Pour la société, tous ces éléments témoignent de sa bonne foi et de sa volonté immédiate de s’inscrire dans une démarche de conformité aux recommandations de l’ARPP.

– L’Autorité de régulation professionnelle de la publicité indique être intervenue, au mois de juin 2014, auprès de la société annonceur et des médias concernés, à la suite de la diffusion en presse et sur Internet, des visuels de la campagne publicitaire.

L’ARPP a rappelé à ce titre les dispositions de ses Recommandations déontologiques « Développement durable » et « Automobile », mais également celles de l’article L.362-4 du Code de l’environnement.

A titre accessoire, l’ARPP a également rappelé le respect de la loi du 4 août 1994 relative à l’emploi de la langue française concernant la présence de mentions en anglais.

3. L’analyse du Jury 

Le Jury rappelle à titre liminaire qu’il n’est pas une instance juridictionnelle, et qu’il ne lui appartient en aucun cas d’apprécier la conformité d’une publicité aux règles législatives et réglementaires en vigueur. Il se borne à émettre des avis sur le respect par les publicités dont il est saisi, eu égard à leur contenu, des règles déontologiques que la profession s’est prescrite.

En outre, il ne lui appartient pas de mettre en cause la responsabilité des professionnels qui ont concouru à l’élaboration d’une publicité, ni de s’immiscer dans des litiges d’ordre contractuel entre annonceurs et agences de publicité. Il n’a pas davantage à apprécier le bien-fondé de la position adoptée par les autorités administratives amenées à autoriser l’affichage d’une publicité.

Le Jury rappelle que la Recommandation « Développement durable » de l’Autorité de régulation professionnelle de la publicité (ARPP) prévoit dans son point 9/1 que « La publicité doit proscrire toute représentation susceptible de banaliser, et a fortiori valoriser, des pratiques ou idées contraires aux objectifs du développement durable. A titre d’exemple : (…) e/ La représentation, sous quelque forme que ce soit, de véhicules à moteur en milieu naturel devra clairement les positionner sur des voies ouvertes à la circulation. »

Le Jury constate que les visuels publicitaires en cause représentent des voitures circulant dans un espace naturel, sans qu’aucun élément de contexte donne à penser au public qu’ils se trouveraient sur des voies ou espaces sur lesquels des véhicules pourraient circuler légalement, en particulier sur la « piste de course du lac asséché d’El Mirage » évoquée par la société annonceur.
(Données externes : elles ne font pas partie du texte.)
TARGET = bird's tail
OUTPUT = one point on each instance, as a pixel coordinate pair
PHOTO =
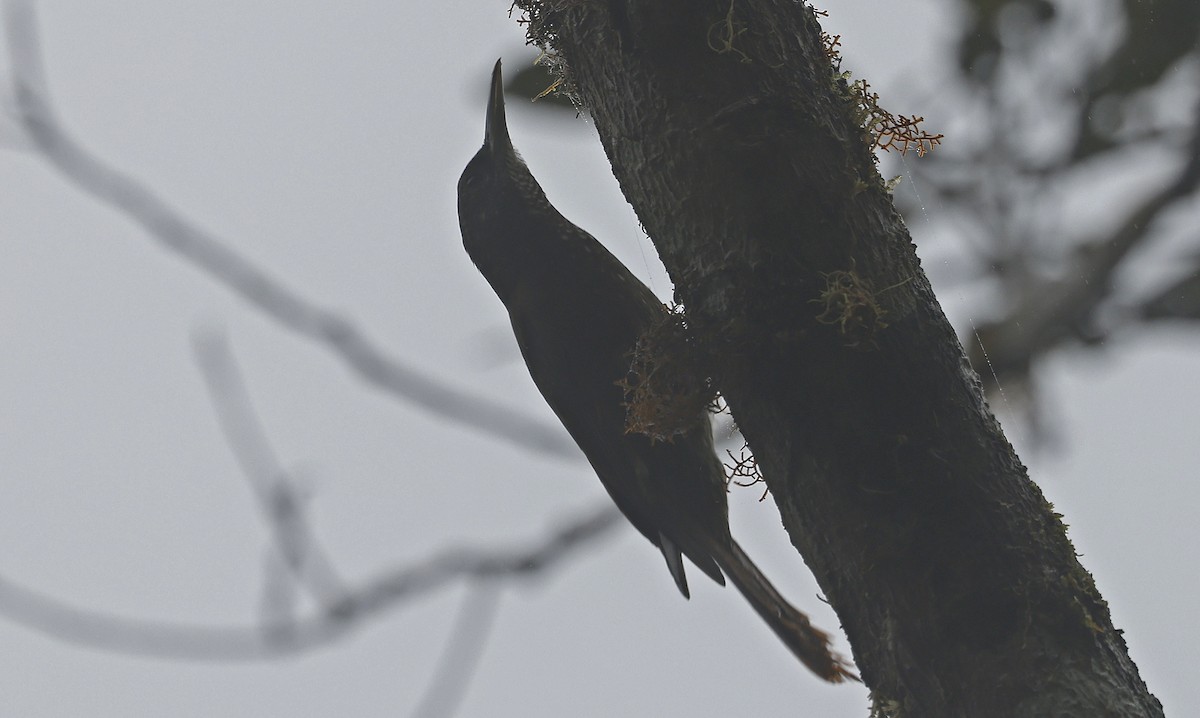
(808, 642)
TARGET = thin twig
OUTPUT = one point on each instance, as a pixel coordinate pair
(463, 650)
(279, 498)
(180, 641)
(221, 263)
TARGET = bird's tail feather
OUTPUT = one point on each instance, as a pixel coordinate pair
(808, 642)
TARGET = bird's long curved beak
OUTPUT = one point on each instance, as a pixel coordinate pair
(496, 131)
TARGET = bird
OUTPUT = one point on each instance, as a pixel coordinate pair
(577, 313)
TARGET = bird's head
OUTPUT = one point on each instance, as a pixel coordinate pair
(496, 181)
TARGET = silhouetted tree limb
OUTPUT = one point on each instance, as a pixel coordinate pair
(742, 155)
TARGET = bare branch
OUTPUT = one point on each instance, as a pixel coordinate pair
(279, 498)
(108, 632)
(227, 267)
(461, 656)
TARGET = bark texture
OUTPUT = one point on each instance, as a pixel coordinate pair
(951, 573)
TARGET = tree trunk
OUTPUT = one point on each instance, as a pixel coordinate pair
(741, 153)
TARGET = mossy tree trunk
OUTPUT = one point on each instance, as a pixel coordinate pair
(742, 155)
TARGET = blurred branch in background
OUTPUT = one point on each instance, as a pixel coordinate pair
(298, 558)
(1066, 112)
(389, 591)
(231, 269)
(279, 498)
(461, 656)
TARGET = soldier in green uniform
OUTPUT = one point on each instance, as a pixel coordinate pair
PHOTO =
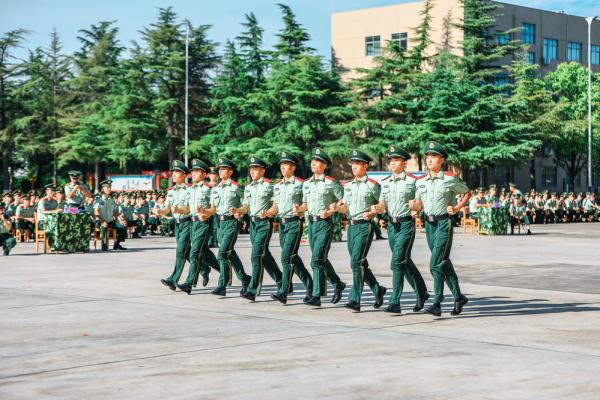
(107, 211)
(287, 193)
(76, 191)
(397, 190)
(225, 198)
(213, 180)
(201, 258)
(25, 217)
(435, 195)
(7, 241)
(360, 194)
(258, 198)
(177, 200)
(320, 195)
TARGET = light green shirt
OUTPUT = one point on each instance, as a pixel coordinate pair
(178, 196)
(319, 193)
(106, 206)
(439, 191)
(199, 196)
(286, 193)
(78, 199)
(258, 196)
(396, 191)
(225, 195)
(359, 195)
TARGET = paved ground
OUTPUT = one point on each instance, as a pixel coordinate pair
(101, 326)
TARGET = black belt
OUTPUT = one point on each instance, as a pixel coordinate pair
(432, 218)
(286, 220)
(256, 218)
(397, 220)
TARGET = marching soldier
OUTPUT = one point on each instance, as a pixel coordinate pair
(201, 258)
(75, 191)
(258, 198)
(320, 195)
(286, 194)
(224, 198)
(107, 212)
(7, 241)
(435, 195)
(397, 190)
(177, 201)
(360, 194)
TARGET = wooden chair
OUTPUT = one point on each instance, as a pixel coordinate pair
(112, 234)
(39, 236)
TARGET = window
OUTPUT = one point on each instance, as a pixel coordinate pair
(574, 51)
(549, 176)
(528, 33)
(550, 50)
(503, 38)
(595, 49)
(372, 45)
(400, 40)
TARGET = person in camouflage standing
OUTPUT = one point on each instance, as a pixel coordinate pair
(258, 198)
(106, 211)
(320, 195)
(396, 192)
(360, 194)
(201, 258)
(287, 193)
(177, 200)
(435, 196)
(225, 198)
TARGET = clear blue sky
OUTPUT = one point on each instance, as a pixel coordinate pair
(68, 16)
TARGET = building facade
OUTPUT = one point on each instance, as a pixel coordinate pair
(553, 37)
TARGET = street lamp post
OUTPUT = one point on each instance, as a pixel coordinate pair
(589, 21)
(187, 43)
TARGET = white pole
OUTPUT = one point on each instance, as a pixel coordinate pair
(589, 21)
(187, 41)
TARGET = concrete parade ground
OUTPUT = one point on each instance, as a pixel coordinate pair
(101, 326)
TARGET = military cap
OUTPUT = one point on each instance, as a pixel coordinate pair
(224, 162)
(397, 151)
(360, 156)
(178, 165)
(432, 147)
(256, 162)
(286, 156)
(199, 164)
(319, 154)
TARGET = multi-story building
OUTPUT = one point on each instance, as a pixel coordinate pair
(553, 37)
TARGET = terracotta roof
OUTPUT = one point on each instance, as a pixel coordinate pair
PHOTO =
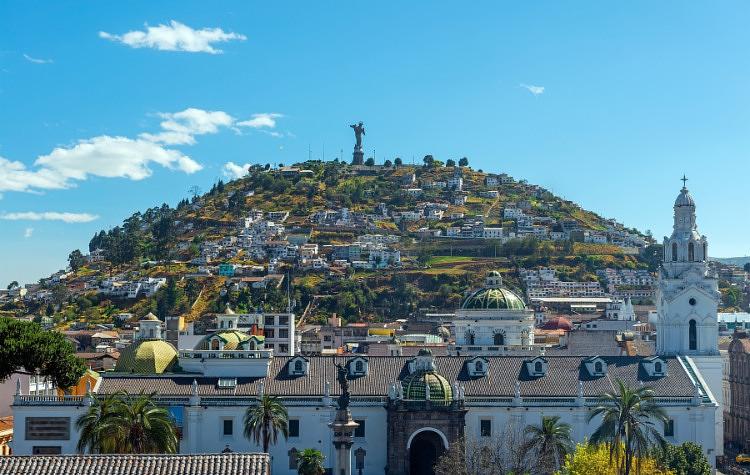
(203, 464)
(502, 373)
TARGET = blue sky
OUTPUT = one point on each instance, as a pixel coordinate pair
(104, 107)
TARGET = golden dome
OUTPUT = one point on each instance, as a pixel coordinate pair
(147, 357)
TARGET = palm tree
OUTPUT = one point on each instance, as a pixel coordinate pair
(265, 420)
(627, 425)
(124, 425)
(551, 440)
(310, 462)
(145, 427)
(94, 426)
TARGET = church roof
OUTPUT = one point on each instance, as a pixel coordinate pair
(141, 464)
(233, 339)
(561, 379)
(147, 357)
(493, 299)
(684, 198)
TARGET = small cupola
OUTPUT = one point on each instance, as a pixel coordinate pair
(477, 367)
(595, 366)
(298, 366)
(358, 366)
(536, 367)
(424, 361)
(654, 366)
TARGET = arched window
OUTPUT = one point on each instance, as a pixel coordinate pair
(499, 338)
(692, 336)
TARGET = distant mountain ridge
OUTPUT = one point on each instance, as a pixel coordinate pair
(733, 261)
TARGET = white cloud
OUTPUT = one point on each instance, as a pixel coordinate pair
(49, 216)
(180, 128)
(175, 37)
(103, 156)
(233, 171)
(37, 60)
(258, 121)
(536, 90)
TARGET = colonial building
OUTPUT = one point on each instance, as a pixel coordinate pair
(687, 303)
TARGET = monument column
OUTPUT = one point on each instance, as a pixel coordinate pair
(343, 428)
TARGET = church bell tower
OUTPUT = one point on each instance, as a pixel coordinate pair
(687, 303)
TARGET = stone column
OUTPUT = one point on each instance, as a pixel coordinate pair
(343, 438)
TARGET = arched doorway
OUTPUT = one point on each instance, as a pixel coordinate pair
(425, 447)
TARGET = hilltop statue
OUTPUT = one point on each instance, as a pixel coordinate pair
(359, 131)
(358, 157)
(341, 376)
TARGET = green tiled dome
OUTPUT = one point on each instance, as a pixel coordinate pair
(147, 357)
(493, 299)
(232, 339)
(414, 384)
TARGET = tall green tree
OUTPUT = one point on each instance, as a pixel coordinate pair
(628, 419)
(265, 420)
(310, 462)
(126, 424)
(552, 442)
(27, 347)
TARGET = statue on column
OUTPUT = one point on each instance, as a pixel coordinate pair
(359, 131)
(343, 380)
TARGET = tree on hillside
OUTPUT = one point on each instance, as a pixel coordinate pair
(27, 347)
(76, 260)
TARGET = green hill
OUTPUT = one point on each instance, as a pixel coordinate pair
(435, 271)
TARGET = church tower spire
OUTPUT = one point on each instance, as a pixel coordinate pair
(687, 298)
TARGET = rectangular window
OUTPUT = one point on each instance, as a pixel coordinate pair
(48, 428)
(46, 450)
(360, 430)
(669, 428)
(293, 427)
(485, 428)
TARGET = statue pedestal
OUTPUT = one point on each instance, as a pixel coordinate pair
(343, 438)
(358, 157)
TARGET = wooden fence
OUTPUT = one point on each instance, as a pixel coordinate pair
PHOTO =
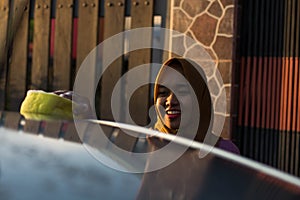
(45, 41)
(268, 73)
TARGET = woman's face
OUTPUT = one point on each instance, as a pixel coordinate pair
(173, 109)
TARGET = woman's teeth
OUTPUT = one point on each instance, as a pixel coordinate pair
(173, 112)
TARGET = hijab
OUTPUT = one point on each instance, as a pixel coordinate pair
(198, 83)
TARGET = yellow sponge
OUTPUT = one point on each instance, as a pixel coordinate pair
(41, 105)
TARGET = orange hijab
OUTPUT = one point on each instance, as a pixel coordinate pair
(200, 88)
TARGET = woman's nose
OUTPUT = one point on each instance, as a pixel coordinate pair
(171, 99)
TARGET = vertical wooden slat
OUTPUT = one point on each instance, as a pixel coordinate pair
(272, 81)
(41, 39)
(87, 29)
(4, 16)
(141, 16)
(113, 24)
(17, 72)
(63, 45)
(114, 21)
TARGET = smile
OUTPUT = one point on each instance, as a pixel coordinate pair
(173, 112)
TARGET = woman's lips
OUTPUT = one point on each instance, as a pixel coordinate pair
(173, 113)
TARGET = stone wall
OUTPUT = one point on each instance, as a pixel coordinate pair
(209, 24)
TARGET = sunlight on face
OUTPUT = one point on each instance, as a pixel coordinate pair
(173, 109)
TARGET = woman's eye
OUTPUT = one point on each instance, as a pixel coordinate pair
(163, 92)
(183, 92)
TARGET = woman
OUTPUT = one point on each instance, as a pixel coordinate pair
(174, 112)
(180, 92)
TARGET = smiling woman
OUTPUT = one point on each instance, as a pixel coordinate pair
(180, 91)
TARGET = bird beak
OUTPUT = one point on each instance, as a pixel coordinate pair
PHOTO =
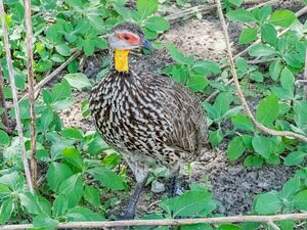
(147, 44)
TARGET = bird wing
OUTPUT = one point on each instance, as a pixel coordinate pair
(188, 129)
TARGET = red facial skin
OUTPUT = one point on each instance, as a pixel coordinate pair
(131, 38)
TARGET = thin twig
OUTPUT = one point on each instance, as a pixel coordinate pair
(55, 73)
(15, 99)
(170, 222)
(305, 76)
(273, 225)
(5, 118)
(240, 92)
(298, 14)
(31, 80)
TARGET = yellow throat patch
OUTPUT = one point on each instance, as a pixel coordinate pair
(121, 60)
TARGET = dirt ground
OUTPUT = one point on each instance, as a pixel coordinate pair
(232, 185)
Dans ces conditions, le Jury est d’avis que ces visuels publicitaires ne sont pas conformes aux dispositions précitées de la Recommandation « Développement durable ».

Il prend note des engagements de la société de faire cesser la diffusion de ces publicités et de veiller à son respect dans ses campagnes publicitaires futures.

Le présent avis sera publié sur le site du Jury de Déontologie Publicitaire.

Avis adopté le 2 octobre 2014 par M. Lallet, Vice-Président, Mme Drecq et MM. Benhaim, Lacan et Leers.